The efficacy of MSC therapy for HF can vary depending on the underlying cause of the disease. Studies suggest that MSCs may be more effective in treating ischemic HF, such as that caused by MI, due to their ability to promote angiogenesis and reduce scar formation in the ischemic myocardium[13]. In contrast, for non-ischemic HF, such as those due to cardiomyopathy or valvular disease, MSCs may show more limited efficacy, as these conditions involve more complex pathological mechanisms, such as genetic mutations or mechanical abnormalities, that are less responsive to cellular therapy[7-10]. Therefore, the underlying etiology of HF should be considered when determining the potential benefits of MSCs therapy.
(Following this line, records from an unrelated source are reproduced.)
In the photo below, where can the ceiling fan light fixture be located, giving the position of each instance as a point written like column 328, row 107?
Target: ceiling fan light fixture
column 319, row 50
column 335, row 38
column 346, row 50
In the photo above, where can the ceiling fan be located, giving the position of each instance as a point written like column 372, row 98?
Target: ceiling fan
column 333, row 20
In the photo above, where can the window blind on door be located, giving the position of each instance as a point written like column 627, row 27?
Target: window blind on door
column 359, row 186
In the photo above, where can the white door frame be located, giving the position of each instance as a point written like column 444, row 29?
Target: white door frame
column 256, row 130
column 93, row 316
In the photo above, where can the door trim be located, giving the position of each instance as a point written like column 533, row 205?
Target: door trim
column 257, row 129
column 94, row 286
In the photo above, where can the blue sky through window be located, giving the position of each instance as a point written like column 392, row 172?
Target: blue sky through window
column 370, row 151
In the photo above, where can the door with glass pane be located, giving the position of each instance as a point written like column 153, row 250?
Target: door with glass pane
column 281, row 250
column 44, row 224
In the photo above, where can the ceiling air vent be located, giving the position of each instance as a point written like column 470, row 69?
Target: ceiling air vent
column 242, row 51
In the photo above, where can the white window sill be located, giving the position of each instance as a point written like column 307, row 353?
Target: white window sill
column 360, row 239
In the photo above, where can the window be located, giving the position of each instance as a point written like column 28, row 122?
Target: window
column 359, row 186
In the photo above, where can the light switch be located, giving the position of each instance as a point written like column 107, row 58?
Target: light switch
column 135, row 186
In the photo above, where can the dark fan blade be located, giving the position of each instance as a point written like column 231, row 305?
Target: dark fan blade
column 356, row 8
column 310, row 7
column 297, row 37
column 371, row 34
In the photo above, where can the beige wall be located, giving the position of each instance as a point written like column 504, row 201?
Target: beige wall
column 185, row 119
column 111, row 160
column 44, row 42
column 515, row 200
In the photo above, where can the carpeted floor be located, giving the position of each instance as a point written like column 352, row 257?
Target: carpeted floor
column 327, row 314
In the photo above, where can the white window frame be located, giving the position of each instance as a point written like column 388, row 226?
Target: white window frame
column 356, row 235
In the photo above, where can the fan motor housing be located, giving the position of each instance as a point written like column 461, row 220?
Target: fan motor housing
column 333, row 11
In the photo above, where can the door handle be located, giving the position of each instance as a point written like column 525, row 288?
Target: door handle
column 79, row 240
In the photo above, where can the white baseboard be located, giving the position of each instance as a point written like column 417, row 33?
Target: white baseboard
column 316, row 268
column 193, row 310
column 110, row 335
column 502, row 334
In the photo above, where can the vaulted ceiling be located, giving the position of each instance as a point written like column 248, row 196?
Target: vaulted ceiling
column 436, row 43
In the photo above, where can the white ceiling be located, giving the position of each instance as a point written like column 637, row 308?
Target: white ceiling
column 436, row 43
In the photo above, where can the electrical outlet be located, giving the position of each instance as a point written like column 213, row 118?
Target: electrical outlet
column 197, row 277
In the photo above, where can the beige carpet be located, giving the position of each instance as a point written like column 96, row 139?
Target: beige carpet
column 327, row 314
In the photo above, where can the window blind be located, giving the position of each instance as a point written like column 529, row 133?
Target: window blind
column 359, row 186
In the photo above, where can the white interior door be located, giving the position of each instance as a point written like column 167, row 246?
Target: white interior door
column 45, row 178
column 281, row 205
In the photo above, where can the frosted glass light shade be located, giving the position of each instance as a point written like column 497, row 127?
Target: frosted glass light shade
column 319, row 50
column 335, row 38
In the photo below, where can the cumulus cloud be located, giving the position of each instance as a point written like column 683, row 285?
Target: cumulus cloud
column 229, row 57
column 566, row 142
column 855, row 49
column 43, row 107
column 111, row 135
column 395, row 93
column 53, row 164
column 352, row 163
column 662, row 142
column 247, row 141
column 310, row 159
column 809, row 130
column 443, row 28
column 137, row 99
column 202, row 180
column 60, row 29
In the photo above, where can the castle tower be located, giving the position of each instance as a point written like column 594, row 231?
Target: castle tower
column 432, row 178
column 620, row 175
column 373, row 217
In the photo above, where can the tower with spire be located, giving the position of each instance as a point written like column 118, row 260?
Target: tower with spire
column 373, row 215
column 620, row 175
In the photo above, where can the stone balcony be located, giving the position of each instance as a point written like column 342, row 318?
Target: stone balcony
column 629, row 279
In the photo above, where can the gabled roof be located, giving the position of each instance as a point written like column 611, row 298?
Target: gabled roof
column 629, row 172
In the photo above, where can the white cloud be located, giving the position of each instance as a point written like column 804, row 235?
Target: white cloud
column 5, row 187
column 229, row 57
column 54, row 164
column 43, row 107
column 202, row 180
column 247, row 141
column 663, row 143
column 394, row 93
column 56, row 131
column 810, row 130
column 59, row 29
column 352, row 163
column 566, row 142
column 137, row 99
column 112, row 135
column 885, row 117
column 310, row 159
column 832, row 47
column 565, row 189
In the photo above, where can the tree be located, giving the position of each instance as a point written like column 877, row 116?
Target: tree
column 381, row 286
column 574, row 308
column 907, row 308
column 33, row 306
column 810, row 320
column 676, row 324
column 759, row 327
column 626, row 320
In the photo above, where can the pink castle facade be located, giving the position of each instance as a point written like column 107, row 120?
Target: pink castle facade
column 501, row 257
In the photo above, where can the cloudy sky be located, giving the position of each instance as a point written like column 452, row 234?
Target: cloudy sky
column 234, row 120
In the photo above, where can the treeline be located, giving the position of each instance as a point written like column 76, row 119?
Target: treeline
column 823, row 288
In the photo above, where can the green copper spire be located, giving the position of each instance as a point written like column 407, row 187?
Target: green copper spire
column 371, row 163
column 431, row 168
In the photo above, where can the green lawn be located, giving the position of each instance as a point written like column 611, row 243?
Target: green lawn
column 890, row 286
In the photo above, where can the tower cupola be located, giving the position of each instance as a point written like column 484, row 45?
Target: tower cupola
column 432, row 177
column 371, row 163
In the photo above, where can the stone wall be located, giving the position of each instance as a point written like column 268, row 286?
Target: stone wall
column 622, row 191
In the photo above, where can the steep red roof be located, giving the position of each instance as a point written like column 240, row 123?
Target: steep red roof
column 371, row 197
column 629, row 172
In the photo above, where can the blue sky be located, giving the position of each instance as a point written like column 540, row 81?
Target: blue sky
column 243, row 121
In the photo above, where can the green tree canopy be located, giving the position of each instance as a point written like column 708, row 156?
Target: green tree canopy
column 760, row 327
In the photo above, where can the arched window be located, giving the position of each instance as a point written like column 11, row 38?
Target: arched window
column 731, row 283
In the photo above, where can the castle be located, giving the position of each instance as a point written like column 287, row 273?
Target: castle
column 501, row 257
In addition, it would be prudent to consider treatment-related complications when comparing UC-MSCs and BM-MSCs in cardiac therapy. Although both cell types are generally regarded as safe, minor complications such as transient fever, local pain at the injection site, and mild immune responses have been reported in some studies[10,13]. Importantly, UC-MSCs are considered to have a lower risk of immune rejection due to their lower expression of major histocompatibility complex molecules, which could reduce complications compared to BM-MSCs[10]. However, there are also concerns regarding the long-term safety of MSC therapies, such as the potential for tumorigenesis or ectopic tissue formation, necessitating further investigation through longer-term studies.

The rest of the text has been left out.